In a rare public intervention, David Cameron, a former prime minister, raised concerns about Prime Minister Johnson’s plan to raise National Insurance taxes in April. This tax hike comes amidst record inflation and uncertainty over energy. Not to mention the war in Ukraine.

“If you can keep the cost of government down and people’s taxes down, you help them through the cost of living crisis, that’s important,” is the way Mr. Cameron’s demarche was recorded in the London Sun.

Cynics may conclude that if a centrist “liberal conservative” like Mr. Cameron is against raising taxes, then perhaps there is something to be said for them, after all. Having the generation that enjoyed the spurious benefits of government largesse pay for their perks, is part-and-parcel of conservative principle. Right? 

Conservatives continually lament that it is future generations that will be saddled with their parents’ (and grandparents’) debts. Yet Mr. Cameron has a point. Taxes do not encourage market activity, for either buyer or seller.

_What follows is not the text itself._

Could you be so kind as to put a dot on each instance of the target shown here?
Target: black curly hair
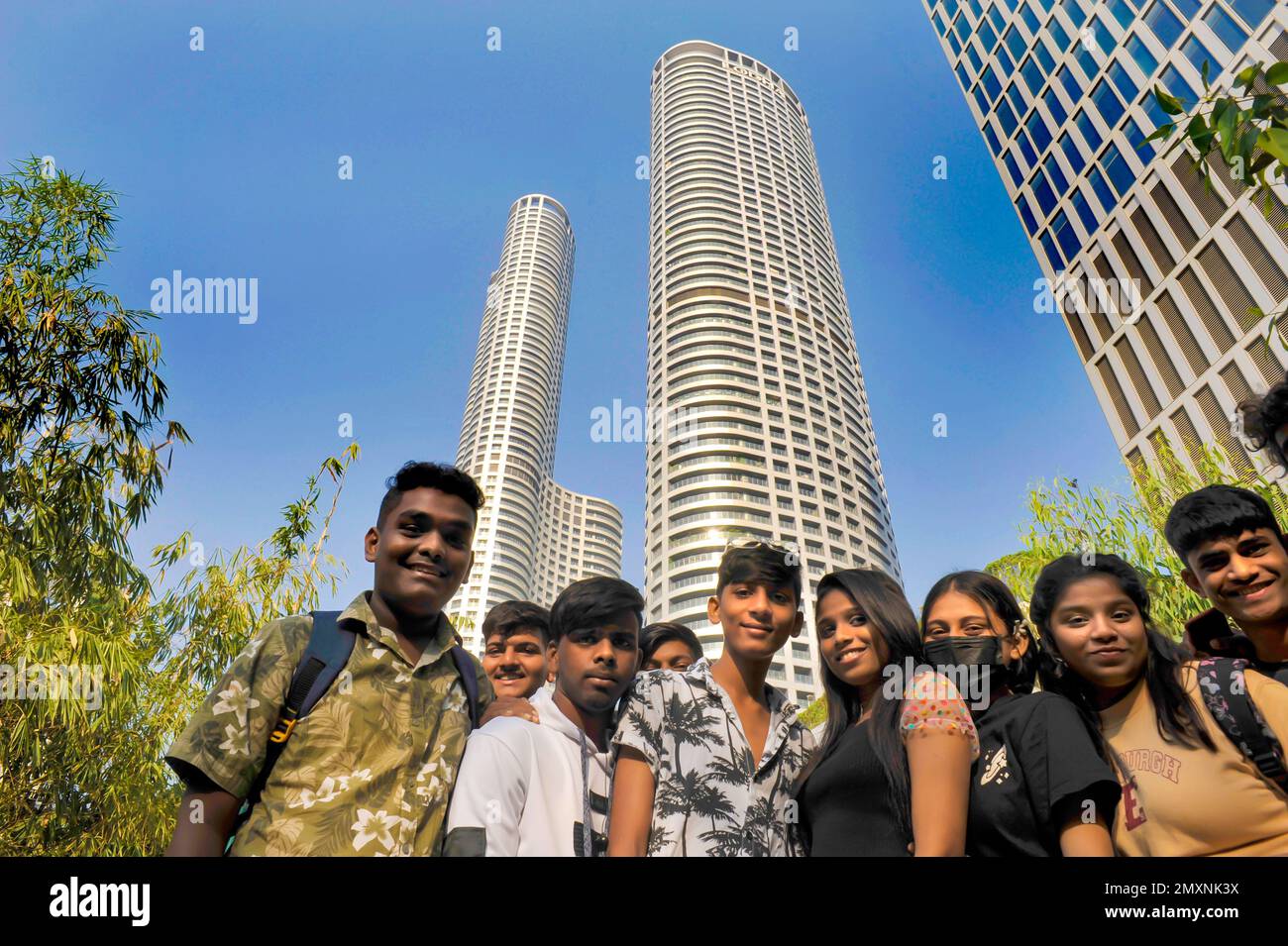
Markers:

And when taxes become too high, they become prohibitive to economic growth. As Calvin Coolidge’s treasury secretary, Andrew Mellon, wrote, “high rates of taxation do not necessarily mean large revenues to the Government, and that more revenue may often be obtained by lower rates.”

This is more than economic optimism. It is borne out by experience, as economist Thomas Sowell demonstrates in his primer on taxes, where tax revenues speak for themselves. In 1921, with a tax rate of 73 percent on incomes over $100,000, tax receipts were little more than $700 million. With the top rate reduced to 24 percent by the end of the decade, revenues were over $1 billion. Raising taxes now would be diametrically opposed to the economic recovery that Britain needs.

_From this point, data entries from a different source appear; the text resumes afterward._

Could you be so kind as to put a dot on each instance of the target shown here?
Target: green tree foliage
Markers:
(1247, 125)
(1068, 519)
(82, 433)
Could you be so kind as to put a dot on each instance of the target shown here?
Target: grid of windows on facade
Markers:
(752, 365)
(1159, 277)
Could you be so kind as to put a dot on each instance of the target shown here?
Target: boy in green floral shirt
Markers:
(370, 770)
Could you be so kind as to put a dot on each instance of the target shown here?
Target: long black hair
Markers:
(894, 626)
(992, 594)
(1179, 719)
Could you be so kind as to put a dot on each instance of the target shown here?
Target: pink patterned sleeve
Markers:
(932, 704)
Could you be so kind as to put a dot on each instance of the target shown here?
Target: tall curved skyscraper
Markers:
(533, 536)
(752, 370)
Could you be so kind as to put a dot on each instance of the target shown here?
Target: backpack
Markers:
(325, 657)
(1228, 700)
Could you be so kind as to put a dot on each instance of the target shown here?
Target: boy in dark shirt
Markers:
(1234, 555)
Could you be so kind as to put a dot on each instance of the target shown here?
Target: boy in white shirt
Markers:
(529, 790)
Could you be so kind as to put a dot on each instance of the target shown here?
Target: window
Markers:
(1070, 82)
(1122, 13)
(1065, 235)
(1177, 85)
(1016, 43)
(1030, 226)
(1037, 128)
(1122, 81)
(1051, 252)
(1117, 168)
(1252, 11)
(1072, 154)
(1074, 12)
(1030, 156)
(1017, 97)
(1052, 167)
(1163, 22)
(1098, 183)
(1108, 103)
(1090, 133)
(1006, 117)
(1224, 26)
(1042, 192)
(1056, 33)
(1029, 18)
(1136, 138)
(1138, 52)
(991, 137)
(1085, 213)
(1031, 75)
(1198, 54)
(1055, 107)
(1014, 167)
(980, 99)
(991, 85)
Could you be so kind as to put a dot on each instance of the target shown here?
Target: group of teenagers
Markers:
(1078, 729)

High taxes discourage entrepreneurial incentive and economic growth, the twin pillars for employment and prosperity. As Mr. Sowell’s data demonstrate, high taxes on wealth creators depress the government balance sheet. Furthermore, his figures show that at the marginal tax rate of 73 percent, those earning incomes in excess of $100,000 contributed 30 percent of tax revenues; at the lower rate of 24 percent, their contribution rose to 65 percent of total revenues.

So much for “soak the rich” rhetoric, motivated by envy and deaf to sound economic reasoning. And this is no time for emotivism to outstrip economic sensibility. The latest data from the Office for National Statistics are sobering. At the end of March 2021, U.K. debt stood at £2,223.0 billion, comprising 103.7 percent of GDP. Its Westminster deficit, meanwhile, was £327.6 billion (or 15.3 percent of GDP).

Were the Conservative government truly courageous, it would focus on cutting wasteful programs and reducing the burdens of the state — such as Britain’s own scheme to “Build Back Better.” On “Carbon Net Zero” alone, for instance, one estimate sets the “net cost of the UK reaching net zero by 2050 to be £321bn.” Already, Britons are seeing their energy bills rise by 54 percent and climbing, with 25.5 percent of their electricity bills comprising a “green tax.”

Furthermore, raising taxes under cover of fiscal probity is a feint. Conservatives can boast they are being responsible, ignoring the indisputable evidence of tax receipts. Meanwhile, the Labor opposition will support it as “social justice.”

Yet does anyone really believe that government revenue will be targeted toward balancing the budget and paying down Britain’s bills? And not for more outlays on whatever special interest the government of the day wishes to placate?

When the United Kingdom exited the European Union at the end of January 2020, we hoped to see a return to the “roaring twenties.” As T.S. Eliot wrote, “between the idea and the reality falls the shadow.” It’s hard to see how Mr. Johnson can redeem the Brexit promise — and himself — without a fidelity to low taxes and limited government.